The Road to Belèm: Paving the way for local government leadership and action beyond COP 30
The 30th UN Climate Change Conference (COP 30) will take place in Belém, Brazil, in November 2025. This will be a pivotal moment as countries prepare to submit their next round of Nationally Determined Contributions.
Drawing from pre-COP debates in Berlin over the last few weeks, the COP30 Presidency expects greater ambition on emissions targets, inclusive resilience, and finance flows to the most deserving communities ravaged by harsh climate realities. At COP30, the focus will be on the next round of Nationally Determined Contributions (NDCs), known as NDC 3.0. NDCs are the national plans each country makes towards meeting global climate goals, and these need to be submitted by September 2025.

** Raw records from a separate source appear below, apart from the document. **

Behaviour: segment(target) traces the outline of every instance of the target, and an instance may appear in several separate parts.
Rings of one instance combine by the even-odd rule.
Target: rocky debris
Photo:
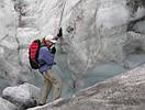
[[[40,88],[27,82],[20,86],[7,87],[2,92],[4,99],[16,105],[21,109],[36,106],[38,96]]]
[[[0,110],[18,110],[18,107],[8,100],[0,98]]]
[[[83,89],[72,98],[27,110],[145,110],[145,65]]]

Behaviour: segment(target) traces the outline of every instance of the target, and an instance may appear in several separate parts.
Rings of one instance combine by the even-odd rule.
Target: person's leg
[[[53,84],[53,100],[56,100],[60,98],[62,94],[62,78],[56,75],[55,73],[52,73],[52,70],[47,70],[47,78],[52,81]]]
[[[47,73],[44,72],[43,73],[43,76],[44,76],[44,86],[43,88],[41,89],[41,96],[40,96],[40,103],[38,105],[45,105],[46,103],[46,100],[47,100],[47,97],[48,97],[48,94],[51,91],[51,88],[52,88],[52,82],[51,80],[47,78]]]

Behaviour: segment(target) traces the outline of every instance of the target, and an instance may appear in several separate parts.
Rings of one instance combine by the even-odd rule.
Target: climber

The Local Government and Municipal Authorities (LGMA) constituency serves as a crucial link between local, regional and national governments, as well as the UNFCCC, in facilitating interactions between local climate plans and NDCs.
The incoming COP Presidency has signalled more ambitious targets and greater inclusivity to address insufficient progress exposed in the Adaptation Gap Report and the Global Stocktake Report.
As countries prepare to submit updated NDCs, there will be a line in the sand politically for governments and their commitments to adopt a multilevel governance approach to sustainability policy. On the one extreme there is the US approach of retracting from international climate commitments, while on the opposite end are the revitalised NDCs, such as that recently published by Brazil.
For Australia, New Zealand and the Pacific, there is great opportunity to reinvigorate action on the road to COP 30, and potentially then on to COP 31 that could be hosted in Oceania, with local and regional governments driving change, particularly when national processes falter.